HAMPTON ROADS, Va. — Federal authorities say a man took advantage of dozens of people who were on the verge of losing their homes in the Hampton Roads area.

Damien Byrd pleaded guilty to one count of bankruptcy fraud in the Norfolk Federal Courthouse. He is currently awaiting sentencing.

Documents say he “devised a scheme by which he convinced distressed homeowners facing foreclosure and loss of their homes that he could help them keep their homes by filing various bankruptcy petitions. In truth and in fact, Byrd was engaged in a scheme to defraud these owners with funds he had fraudulently converted for his own use.

Records indicate he owned and operated a company called Bird & Associates.

Prosecutors said he sought out and identified homeowners in financial difficulty in the Hampton Roads area and solicited them by placing a flyer on their doorsteps advertising his service. He claimed he could provide “100% success in stopping foreclosure” and promised a “100% money back guarantee”.

Records show he charged service fees ranging from $695 to $895, and in many cases, struggling homeowners made mortgage payments through his company.

Documents say that instead of paying the mortgagees, Byrd “converted the funds for his own use without the owners’ knowledge.”

Byrd convinced the owners to allow him to file Chapter 13 bankruptcy petitions on their behalf, allegedly to give Byrd time to eliminate or renegotiate the owners’ mortgage debt.

They claim he sometimes pretended to be a lawyer or worked with lawyers “as part of a legal team to bolster the credibility of his scheme.”

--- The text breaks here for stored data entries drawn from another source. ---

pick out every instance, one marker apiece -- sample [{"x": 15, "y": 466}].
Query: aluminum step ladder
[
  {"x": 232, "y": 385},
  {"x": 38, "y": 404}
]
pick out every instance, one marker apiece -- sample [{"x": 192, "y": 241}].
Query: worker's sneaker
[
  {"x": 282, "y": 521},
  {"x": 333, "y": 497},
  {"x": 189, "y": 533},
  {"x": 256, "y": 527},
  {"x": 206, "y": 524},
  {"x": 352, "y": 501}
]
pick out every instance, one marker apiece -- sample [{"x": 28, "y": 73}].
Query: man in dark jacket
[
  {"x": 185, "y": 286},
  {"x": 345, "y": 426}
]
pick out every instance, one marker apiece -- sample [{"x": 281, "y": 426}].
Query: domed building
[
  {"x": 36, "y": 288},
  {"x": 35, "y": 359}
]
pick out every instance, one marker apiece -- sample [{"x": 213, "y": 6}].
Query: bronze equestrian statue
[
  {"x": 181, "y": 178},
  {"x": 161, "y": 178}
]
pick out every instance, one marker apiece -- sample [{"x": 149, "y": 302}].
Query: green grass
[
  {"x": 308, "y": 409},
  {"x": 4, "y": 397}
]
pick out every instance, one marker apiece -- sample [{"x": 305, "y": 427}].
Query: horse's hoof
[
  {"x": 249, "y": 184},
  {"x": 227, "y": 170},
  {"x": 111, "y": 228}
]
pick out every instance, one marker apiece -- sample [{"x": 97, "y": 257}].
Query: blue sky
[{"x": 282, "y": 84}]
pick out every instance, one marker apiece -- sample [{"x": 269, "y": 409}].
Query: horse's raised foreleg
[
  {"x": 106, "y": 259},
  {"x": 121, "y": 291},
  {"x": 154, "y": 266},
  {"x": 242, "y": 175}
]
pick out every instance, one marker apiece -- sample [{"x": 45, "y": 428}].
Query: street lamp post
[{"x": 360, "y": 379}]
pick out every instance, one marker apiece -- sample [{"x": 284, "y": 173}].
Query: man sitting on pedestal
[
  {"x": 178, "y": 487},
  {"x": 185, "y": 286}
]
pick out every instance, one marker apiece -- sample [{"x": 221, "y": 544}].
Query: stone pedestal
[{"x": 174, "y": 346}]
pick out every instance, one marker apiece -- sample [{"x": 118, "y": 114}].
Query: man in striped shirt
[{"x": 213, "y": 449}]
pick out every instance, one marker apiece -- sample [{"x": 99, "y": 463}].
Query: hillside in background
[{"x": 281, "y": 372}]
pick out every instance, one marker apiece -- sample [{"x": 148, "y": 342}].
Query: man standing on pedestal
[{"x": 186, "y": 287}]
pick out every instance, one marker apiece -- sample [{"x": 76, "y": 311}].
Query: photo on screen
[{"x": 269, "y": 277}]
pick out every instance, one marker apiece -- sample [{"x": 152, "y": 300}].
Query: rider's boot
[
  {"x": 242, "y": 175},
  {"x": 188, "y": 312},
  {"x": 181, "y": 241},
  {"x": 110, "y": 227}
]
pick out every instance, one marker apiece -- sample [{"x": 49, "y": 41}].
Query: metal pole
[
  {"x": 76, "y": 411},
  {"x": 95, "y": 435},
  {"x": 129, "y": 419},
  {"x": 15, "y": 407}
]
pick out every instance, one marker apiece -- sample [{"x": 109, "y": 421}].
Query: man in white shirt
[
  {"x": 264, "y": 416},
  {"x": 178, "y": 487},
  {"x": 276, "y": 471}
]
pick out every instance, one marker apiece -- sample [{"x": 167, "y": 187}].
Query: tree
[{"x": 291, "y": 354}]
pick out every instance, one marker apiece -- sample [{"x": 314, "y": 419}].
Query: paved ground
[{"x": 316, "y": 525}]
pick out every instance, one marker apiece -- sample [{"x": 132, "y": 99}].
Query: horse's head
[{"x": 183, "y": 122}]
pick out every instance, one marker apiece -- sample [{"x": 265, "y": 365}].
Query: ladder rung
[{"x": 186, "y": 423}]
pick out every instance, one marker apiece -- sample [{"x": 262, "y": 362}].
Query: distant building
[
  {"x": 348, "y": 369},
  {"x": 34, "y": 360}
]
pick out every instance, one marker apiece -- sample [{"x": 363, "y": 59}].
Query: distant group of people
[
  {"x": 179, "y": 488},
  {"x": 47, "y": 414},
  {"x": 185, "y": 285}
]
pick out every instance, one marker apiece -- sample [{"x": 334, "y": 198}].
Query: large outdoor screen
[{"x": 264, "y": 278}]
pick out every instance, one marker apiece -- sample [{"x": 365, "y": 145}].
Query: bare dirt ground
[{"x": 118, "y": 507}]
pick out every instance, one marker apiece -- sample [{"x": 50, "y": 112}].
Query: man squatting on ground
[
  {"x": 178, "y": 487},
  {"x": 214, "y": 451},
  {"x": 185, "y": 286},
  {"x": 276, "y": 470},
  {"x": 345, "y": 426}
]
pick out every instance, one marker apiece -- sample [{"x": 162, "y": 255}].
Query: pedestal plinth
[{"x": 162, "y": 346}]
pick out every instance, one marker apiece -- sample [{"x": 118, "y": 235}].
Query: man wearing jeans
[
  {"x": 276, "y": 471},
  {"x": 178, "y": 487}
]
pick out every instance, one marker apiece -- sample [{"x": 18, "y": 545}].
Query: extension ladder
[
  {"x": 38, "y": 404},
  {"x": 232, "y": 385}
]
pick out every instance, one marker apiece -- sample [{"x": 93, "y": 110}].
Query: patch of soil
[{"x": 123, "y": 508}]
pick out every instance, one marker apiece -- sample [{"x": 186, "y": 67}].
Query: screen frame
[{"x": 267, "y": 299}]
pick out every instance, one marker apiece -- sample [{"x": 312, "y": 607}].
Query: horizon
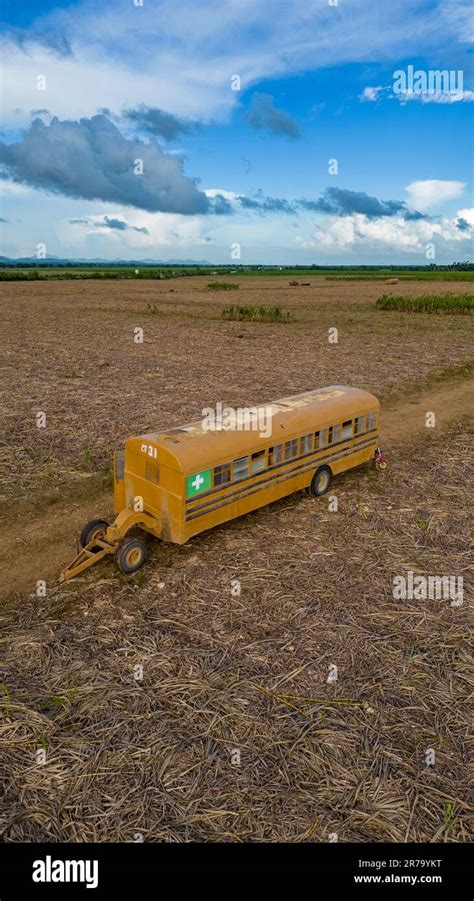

Byrd filed numerous skeletal bankruptcy petitions on behalf of these landlords that were used to delay foreclosure actions to look like he was taking action for his clients, but he did not register in the documents, according to court records.

The United States Trustee would then send notices to the owners, but Byrd told his clients to ignore these correspondents and advised them not to attend court hearings.

Prosecutors say the petitions for the owners would be dismissed.

Byrd would then file fraudulent bankruptcy petitions on behalf of the various landlords to pretend that he was helping them avoid foreclosure and thus continued to fraudulently extract fees and mortgage payments from them. He pleaded guilty to telling a Newport News victim that he got into the business because he was tired of big banks taking advantage of people on the verge of losing their homes.

Byrd took almost $800 upfront from this victim and charged him $500 a month to help him file his cases in court, he says.

Federal authorities say a total of more than 50 owners were defrauded of more than $35,000.

Byrd is expected to be sentenced on January 28. at the Norfolk Federal Courthouse at 11 a.m. Attempts to reach him and his public defender were unsuccessful.